- Born: 1614
- Died: 1678 (aged 63–64)

= Richard Ford (Southampton MP) =

English merchant and politician (1614–1678)

Sir Richard Ford (c. 1614 – 31 August 1678) was an English merchant and local and national politician.

He was the younger son of merchant Thomas Ford of Exeter, Devon and educated at Exeter College, Oxford and Gray's Inn.

He moved to live in Rotterdam, from where he supplied the Royalist Forces during the English Civil War. He was a member of the Merchant Adventurers by 1644, acting as governor from 1660 to 1675. He returned to England in 1652 and was a Commissioner of the East India Company (1658–1663, 1664–1665) and Deputy Governor of the Royal Adventurers in Africa Company (1663). He was knighted in 1660.

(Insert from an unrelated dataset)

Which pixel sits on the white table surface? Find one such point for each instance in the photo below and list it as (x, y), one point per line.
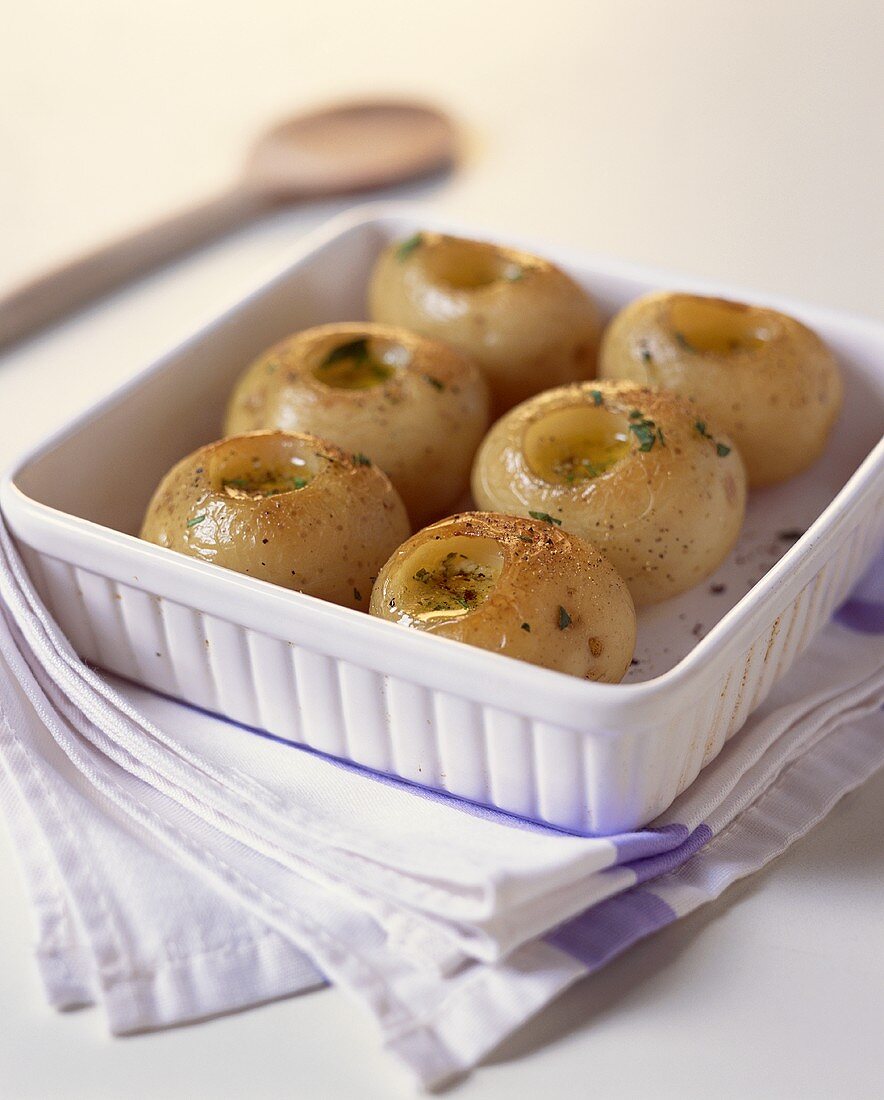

He was elected MP for Southampton in 1661 and proved an active member, serving on many committees. He was made an Alderman in London the same year and a Deputy Lieutenant for London a year later, positions he held until his death. He was elected Sheriff of London from 1663 to 1664, and Lord Mayor of London from 1670 to 1671. He served on a number of public Commissions.

He was elected a Fellow of the Royal Society in 1673.

After his death in 1678, he was buried at Bexley. He had married Grace and had two sons and three daughters.